Vancouver’s historic Penthouse Night Club has had its fair share of pushback over the years—from police raids during its time operating as an illegal bottle club to being temporarily shut down on Christmas Eve, 1975 and later charged with living off the avails of prostitution.

But it’s the Penthouse’s marquee with its sassy messages that has been getting attention in recent years, including getting its X account (@The Penthouse604) suspended last January over letters that spelled out “Forever neighbours, never neighbors.” The message highlighted the way Canadians and Americans spell words differently, but it was also around the time US president-elect, Donald Trump starting making swipes about Canada becoming the 51st state.

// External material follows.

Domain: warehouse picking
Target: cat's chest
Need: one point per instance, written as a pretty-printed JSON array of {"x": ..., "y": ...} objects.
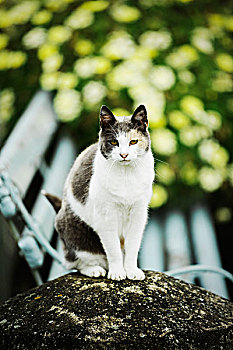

Four years previous, after the January 6, 2021 Capitol riot in Washington, DC, the Penthouse marquee touted its bouncers with: “Better security than the US Capitol.”

At a Coldplay concert in July, 2025, a couple was caught embracing on one of the large overhead video screens and singer Chris Martin wondered out loud if the couple was having an affair because they had ducked out of view so quickly. It made headlines around the world and the couple’s “outing” led to job resignations as the couple worked together at the same company. The Penthouse quickly responded on its marquee with: “Relax guys, Coldplay isn’t here.” Someone took a photo of the sign and posted it on social media, garnering 10,000,000 views by the end of the day, and 22,000,000 views on Instagram by the end of the weekend.

Now there’s a book celebrating the Penthouse’s special brand of humour, A Sign of the Times by Benjamin Jackson and Aaron Chapman, featuring glossy photos of some of the more well-known marquee signs. Many are bawdy, some are political and others are just plain witty. Readers learn that the co-author, Benjamin (“The Sign Guy”) Jackson who works as a Penthouse bartender, is also the one who comes up with the jokes and messages. Jackson tells how he finds his ideas and shares some of his personal favourite signs from the past—many of which have been shared millions of times online.

“The whole thing started with me trying to make my friends at work laugh,” says Jackson, later adding, “We just wanted to have some fun and get some notice and promo for the club.”

“It’s okay if people don’t know my name, or just call me ‘The Sign Guy.’ In the early days, on Reddit, they referred to me as ‘The Marquee Boy.’ I just like making the city laugh through that sign—and that’s the point in the end. The sign speaks for itself!”

Cultural historian, Aaron Chapman, says the Penthouse signs have given attention to Vancouver and its local culture as well as the nightclub. “Vancouver doesn’t enter the national or global realm of pop culture too often,” says Chapman. “Our media is often overshadowed by images from New York or Toronto. We might see movies and TV shows where we recognize our own city street—but Vancouver never plays itself. When we see another of Ben’s outrageous or funny signs, online or in the news, we’re reminded that the sign is one of us. It’s from Vancouver, and from Seymour Street. It’s like spotting the face of a friend we know in a crowd of people. That’s the Penthouse marquee.”